Harvard School of Public Health researchers found cigarettes manufacturers steadily increased the levels of nicotine addictive agent in cigarettes.
A reanalysis of nicotine yield from major brand name cigarettes sold in MA from 1997 to 2005 has confirmed that manufacturers steadily increased the levels of this addictive agent. Increases in smoke nicotine yield per cigarette averaged 1.6 percent each year or about 11 percent over a seven-year period (1998-2005).
Findings from the report “Trends in Smoke Nicotine Yield and Relationship to Design Characteristics Among Popular U.S. Cigarette Brands” presented at Harvard School of Public Health, Bldg 3/Rm 203, on Thurs., Jan_18, 2007.

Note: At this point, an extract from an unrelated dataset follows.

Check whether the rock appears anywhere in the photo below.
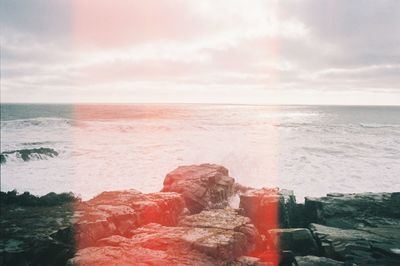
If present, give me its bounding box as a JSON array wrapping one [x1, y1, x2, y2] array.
[[229, 256, 265, 266], [68, 246, 222, 266], [310, 224, 400, 265], [296, 256, 351, 266], [179, 208, 261, 259], [65, 190, 185, 249], [268, 228, 319, 256], [162, 164, 234, 213], [304, 192, 400, 229], [0, 202, 74, 265], [239, 188, 296, 233]]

The analysis was performed by a research team from the Tobacco Control Research Program at HSPH led by program director Gregory Connolly, professor of the practice of public health, and Howard Koh, associate dean for public health practice at HSPH and a former commissioner of public health for the Commonwealth of Massachusetts (1997-2003). The other co-investigators were HSPH researchers Hillel R. Alpert and Geoffrey Ferris Wayne.
“Cigarettes are finely-tuned drug delivery devices, designed to perpetuate a tobacco pandemic,” said former Commissioner Koh. “Yet precise information about these products remains shrouded in secrecy, hidden from the public. Policy actions today requiring the tobacco industry to disclose critical information about nicotine and product design could protect the next generation from the tragedy of addiction.”